* Kyrgyzstan makes crucial step to parliamentary democracy
* Governing coalition still divided on nation's future
* Regional instability a headache for giant neighbour China
(Adds context, background)
By Olga Dzyubenko
BISHKEK, Dec 17 (Reuters) - Kyrgyzstan's governing coalition elected a parliamentary speaker on Friday in a bid to end months of upheaval and violence and build Central Asia's first parliamentary democracy.
Central Asia is watched with unease by the West, Russia and China which look to its natural resources. Turkmenistan, Kazakhstan, Tajikistan and Uzbekistan have authoritarian presidential systems they deem essential in an area marked by ethnic and clan rivalries as well as Islamist insurgency.
Under the new model of government, backed by the United States but previously criticised by former imperial master Russia, parliament will be the main decision-making body and the prime minister will assume more power than the president.
Tensions still run high in Kyrgyzstan after more than 400 people were killed in June clashes between ethnic Kyrgyz and Uzbeks in the volatile south of the country.
"The main task now is to move quickly to form a legitimate government which will be accountable to us," the new speaker, Akhmatbek Keldibekov, told parliament after his election.
Deputies were expected to hold a vote on the new government later on Friday.
Kyrgyzstan, a former Soviet republic that hosts Russian and U.S. military air bases, held elections on Oct. 10 that resulted in five parties winning seats in a new legislature designed to devolve power from the president to the prime minister.
ETHNIC TENSION, CLANS AND RADICAL ISLAM
Kyrgyzstan, a mainly Muslim nation of 5.4 million, lies on a drug trafficking route out of Afghanistan and is regionally and culturally divided into north and south. Clan rivalries and widespread cronyism are additional threats to the fragile peace.
Adding to general instability is the government's tenuous control of southern Kyrgyzstan which shares the Ferghana valley with Uzbekistan and Tajikistan where radical Islam is rising.
Longtime president Askar Akayev was forced to flee the nation in 2005 after mass protests. Successor Kurmanbek Bakiyev, who deposed him, suffered a similar fate in April this year and fled to Belarus following violence in which at least 85 were killed.

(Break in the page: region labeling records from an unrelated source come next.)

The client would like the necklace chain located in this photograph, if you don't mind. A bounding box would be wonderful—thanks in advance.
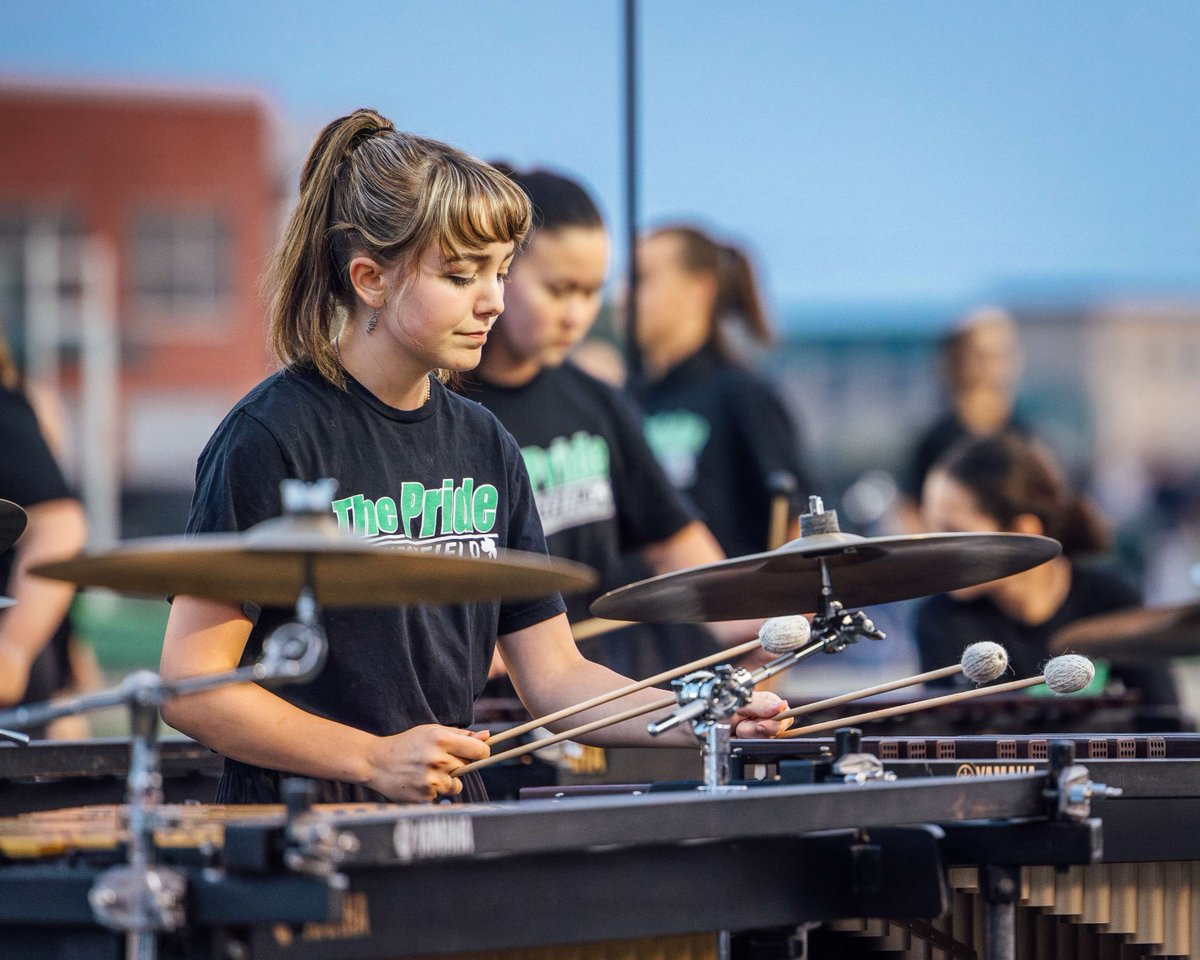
[334,332,433,407]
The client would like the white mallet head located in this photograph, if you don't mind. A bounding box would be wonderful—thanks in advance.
[962,640,1008,684]
[758,614,812,656]
[1042,653,1096,694]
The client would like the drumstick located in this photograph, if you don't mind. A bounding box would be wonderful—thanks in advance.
[450,696,676,776]
[487,617,810,745]
[450,616,810,776]
[778,641,1008,720]
[779,654,1096,737]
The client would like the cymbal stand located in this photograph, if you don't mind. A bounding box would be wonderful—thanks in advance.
[0,585,326,960]
[647,558,884,792]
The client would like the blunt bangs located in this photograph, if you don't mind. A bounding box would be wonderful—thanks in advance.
[421,157,533,259]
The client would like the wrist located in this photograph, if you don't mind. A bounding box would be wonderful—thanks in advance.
[346,731,380,790]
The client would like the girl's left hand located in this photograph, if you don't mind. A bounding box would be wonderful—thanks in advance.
[730,690,794,739]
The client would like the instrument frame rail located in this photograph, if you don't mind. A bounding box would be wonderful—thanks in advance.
[0,773,1104,960]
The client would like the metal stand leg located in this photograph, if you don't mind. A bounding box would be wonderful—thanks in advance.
[979,866,1020,960]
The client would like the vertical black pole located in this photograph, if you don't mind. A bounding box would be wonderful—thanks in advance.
[625,0,642,385]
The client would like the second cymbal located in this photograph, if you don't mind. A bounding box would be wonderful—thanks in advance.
[32,516,595,606]
[592,533,1062,623]
[0,500,29,553]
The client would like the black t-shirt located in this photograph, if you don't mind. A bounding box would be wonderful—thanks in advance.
[641,348,814,557]
[917,562,1178,706]
[902,410,1032,502]
[463,364,695,622]
[187,370,564,802]
[0,386,74,703]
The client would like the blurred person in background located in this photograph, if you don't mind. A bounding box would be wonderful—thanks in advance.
[154,109,787,803]
[898,306,1030,532]
[463,167,754,677]
[916,433,1178,728]
[636,224,816,557]
[0,331,95,738]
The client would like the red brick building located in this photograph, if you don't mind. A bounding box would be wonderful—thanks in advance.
[0,82,280,535]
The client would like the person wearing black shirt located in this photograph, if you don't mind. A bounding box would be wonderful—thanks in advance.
[154,110,786,802]
[0,343,88,720]
[899,307,1033,530]
[637,226,814,557]
[916,434,1178,724]
[464,170,752,676]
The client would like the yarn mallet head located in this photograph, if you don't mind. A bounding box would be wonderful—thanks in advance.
[962,640,1008,684]
[758,614,812,656]
[1042,653,1096,696]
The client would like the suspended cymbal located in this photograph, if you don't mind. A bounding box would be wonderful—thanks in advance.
[32,516,595,606]
[0,500,28,553]
[1050,602,1200,662]
[592,533,1062,623]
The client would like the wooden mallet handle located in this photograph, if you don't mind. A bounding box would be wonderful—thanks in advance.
[487,638,762,752]
[779,676,1046,737]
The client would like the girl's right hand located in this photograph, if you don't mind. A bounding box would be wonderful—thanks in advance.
[366,724,492,803]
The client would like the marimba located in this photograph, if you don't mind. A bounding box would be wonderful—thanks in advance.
[734,733,1200,960]
[0,773,1099,960]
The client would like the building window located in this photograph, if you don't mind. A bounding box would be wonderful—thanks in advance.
[131,210,233,320]
[0,206,83,366]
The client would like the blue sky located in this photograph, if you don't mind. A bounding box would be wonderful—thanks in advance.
[0,0,1200,326]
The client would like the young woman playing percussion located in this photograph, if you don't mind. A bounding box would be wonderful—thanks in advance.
[917,433,1177,724]
[162,110,784,802]
[463,170,752,676]
[637,226,812,557]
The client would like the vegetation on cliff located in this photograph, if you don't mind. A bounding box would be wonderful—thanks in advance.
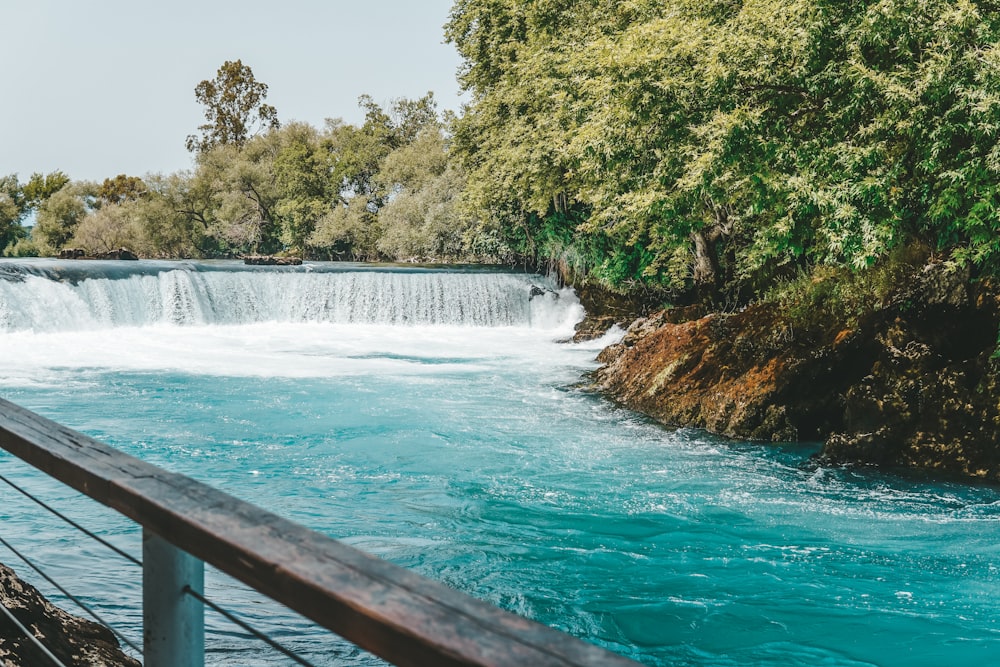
[447,0,1000,299]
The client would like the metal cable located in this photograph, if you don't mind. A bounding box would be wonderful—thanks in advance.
[0,475,142,567]
[0,603,66,667]
[181,586,315,667]
[0,537,142,655]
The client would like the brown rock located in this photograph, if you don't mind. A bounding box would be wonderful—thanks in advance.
[593,264,1000,482]
[0,565,140,667]
[243,255,302,266]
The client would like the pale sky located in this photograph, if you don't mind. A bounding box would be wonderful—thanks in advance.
[0,0,460,181]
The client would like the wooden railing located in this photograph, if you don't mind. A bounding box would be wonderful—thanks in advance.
[0,399,636,667]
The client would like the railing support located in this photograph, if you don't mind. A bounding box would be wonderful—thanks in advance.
[142,530,205,667]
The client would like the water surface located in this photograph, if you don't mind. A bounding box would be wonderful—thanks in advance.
[0,262,1000,666]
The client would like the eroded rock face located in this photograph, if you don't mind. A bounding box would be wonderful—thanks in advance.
[595,306,866,441]
[594,265,1000,482]
[0,565,140,667]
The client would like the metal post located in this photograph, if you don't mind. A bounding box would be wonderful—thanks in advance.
[142,530,205,667]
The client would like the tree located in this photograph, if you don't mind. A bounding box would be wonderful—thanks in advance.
[97,174,147,204]
[186,60,279,153]
[0,174,25,252]
[31,182,98,254]
[0,171,69,252]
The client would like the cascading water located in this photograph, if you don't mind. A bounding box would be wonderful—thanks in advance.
[0,261,1000,667]
[0,264,582,331]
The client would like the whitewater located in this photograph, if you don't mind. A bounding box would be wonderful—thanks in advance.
[0,260,1000,666]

Proponents of parliamentary democracy argue Kyrgyzstan's experience has shown the inefficiency of authoritarian rule and a lack of public control that allowed the plundering of state coffers by family clans.
Earlier this week three parties -- Ata Zhurt (Motherland), the Social-Democratic Party of Kyrgyzstan and Respublika -- formed a governing coalition after a previous three-party grouping had lasted just two days, failing to elect a speaker.
Three failed attempts to build a coalition and elect a speaker and prime minister would have forced interim leader Roza Otunbayeva to dissolve parliament and hold a new election. Keldibekov, 44, was elected as speaker by a 101-14 vote in the 120-seat legislature. He heads the faction of Ata Zhurt and ran the state tax committee under Bakiyev.
Keldibekov's swift election, however, could not hide sharply contrasting views on Kyrgyzstan's future in the coalition.
Ata Zhurt is strongly opposed to parliamentary rule and was fiercely critical of the interim government during the election campaign. The party's supporters include many of those who favoured Bakiyev's leadership.
The Social Democrats are ardent supporters of Otunbayeva's plan to build the first parliamentary democracy in ex-Soviet Central Asia. Respublika also supports a parliamentary model.